LOCKPORT – The Lockport Town Board is likely to join other towns in helping to pay for a survey that Niagara County officials hope will lead to high-speed Internet service in rural areas.
Town Supervisor Marc R. Smith said after Monday’s work session that he expects the county’s request for $4,800 will be approved at the formal board meeting Wednesday.
The board was briefed Monday by County Legislator David E. Godfrey, R-Wilson, who is the point man for efforts to get local towns on board with the effort being promoted by the Niagara-Orleans Regional Alliance.
The two-county group plans to have its consultant, Evhen Tupis of Medina, issue a request for proposals as soon as this month from companies interested in providing broadband service.
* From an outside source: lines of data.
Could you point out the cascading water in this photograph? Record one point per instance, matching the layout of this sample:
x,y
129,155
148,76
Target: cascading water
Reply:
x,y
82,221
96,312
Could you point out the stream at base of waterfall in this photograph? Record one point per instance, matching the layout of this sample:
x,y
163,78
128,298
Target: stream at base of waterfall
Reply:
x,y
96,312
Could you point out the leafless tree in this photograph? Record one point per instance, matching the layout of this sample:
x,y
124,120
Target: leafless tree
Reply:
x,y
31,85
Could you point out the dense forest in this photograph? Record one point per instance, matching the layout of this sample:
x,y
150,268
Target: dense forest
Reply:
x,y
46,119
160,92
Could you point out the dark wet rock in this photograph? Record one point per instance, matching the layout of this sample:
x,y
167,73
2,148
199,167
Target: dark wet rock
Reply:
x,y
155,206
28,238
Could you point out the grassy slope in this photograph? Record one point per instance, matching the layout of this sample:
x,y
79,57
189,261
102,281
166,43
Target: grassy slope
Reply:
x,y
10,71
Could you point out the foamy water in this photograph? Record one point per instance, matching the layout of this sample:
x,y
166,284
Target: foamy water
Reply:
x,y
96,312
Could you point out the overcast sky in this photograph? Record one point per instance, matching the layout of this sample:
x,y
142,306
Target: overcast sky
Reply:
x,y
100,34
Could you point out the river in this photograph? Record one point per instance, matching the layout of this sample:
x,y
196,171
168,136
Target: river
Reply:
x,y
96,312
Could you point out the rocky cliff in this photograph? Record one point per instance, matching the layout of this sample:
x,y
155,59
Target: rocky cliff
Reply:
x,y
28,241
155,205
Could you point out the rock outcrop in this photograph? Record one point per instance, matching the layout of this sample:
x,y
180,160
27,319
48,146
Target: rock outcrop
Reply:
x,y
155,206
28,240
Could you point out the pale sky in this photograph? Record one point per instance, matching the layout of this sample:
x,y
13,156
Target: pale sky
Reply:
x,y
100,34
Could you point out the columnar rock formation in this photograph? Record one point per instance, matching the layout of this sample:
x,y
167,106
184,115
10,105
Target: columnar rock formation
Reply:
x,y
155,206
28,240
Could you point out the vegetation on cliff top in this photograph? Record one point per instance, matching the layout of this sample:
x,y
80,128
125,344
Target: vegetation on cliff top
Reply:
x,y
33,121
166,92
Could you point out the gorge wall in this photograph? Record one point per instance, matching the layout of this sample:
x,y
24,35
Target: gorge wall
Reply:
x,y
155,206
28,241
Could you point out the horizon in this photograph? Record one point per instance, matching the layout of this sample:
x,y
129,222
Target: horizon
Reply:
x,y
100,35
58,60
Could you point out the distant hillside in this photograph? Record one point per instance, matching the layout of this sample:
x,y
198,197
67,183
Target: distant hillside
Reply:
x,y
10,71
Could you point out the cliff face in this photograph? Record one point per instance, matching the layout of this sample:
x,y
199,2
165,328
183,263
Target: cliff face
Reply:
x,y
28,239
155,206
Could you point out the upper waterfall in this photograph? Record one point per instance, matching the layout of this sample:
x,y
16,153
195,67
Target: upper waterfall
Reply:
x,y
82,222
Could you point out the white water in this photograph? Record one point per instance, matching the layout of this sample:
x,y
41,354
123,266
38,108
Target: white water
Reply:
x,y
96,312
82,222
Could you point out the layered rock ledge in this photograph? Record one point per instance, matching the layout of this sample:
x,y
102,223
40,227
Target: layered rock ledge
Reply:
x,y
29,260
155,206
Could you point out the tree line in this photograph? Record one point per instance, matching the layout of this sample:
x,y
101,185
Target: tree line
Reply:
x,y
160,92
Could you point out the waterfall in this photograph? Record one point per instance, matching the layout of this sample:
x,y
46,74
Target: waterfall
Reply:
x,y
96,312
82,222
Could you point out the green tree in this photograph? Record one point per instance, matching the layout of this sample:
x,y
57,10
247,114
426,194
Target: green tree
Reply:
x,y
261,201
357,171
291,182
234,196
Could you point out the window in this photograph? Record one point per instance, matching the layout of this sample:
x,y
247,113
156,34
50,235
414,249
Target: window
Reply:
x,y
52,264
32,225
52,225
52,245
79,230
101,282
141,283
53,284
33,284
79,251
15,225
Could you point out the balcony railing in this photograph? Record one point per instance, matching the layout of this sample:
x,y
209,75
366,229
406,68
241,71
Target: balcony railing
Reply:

That service is likely to be operated through wireless servers mounted on existing structures more than 40 feet high, Tupis said in a Buffalo News article published June 30.
Time Warner Cable and Verizon do not make high-speed Internet service available in all areas they serve. Sparsely populated areas do not have that service by phone wire or TV cable.
Smith estimated that 15 percent to 20 percent of the Town of Lockport’s homes lack access to broadband.
Godfrey said the lack of such service harms economic development and also cuts off job seekers and children doing homework from the resources that might improve their results. “To me, that’s discrimination,” Godfrey said.
He noted that many job openings these days are found only online.
Tupis seeks $4,800 per town as the maximum cost of on-site surveys of each address in a participating town. The actual cost may be less, Godfrey said. Tupis also gave the towns the option of paying him $1,000 to train their own employees to do the survey.
The initial bid is expected to be for the six towns along either side of the Niagara-Orleans county border, Godfrey said. Future service is expected to radiate outward from there.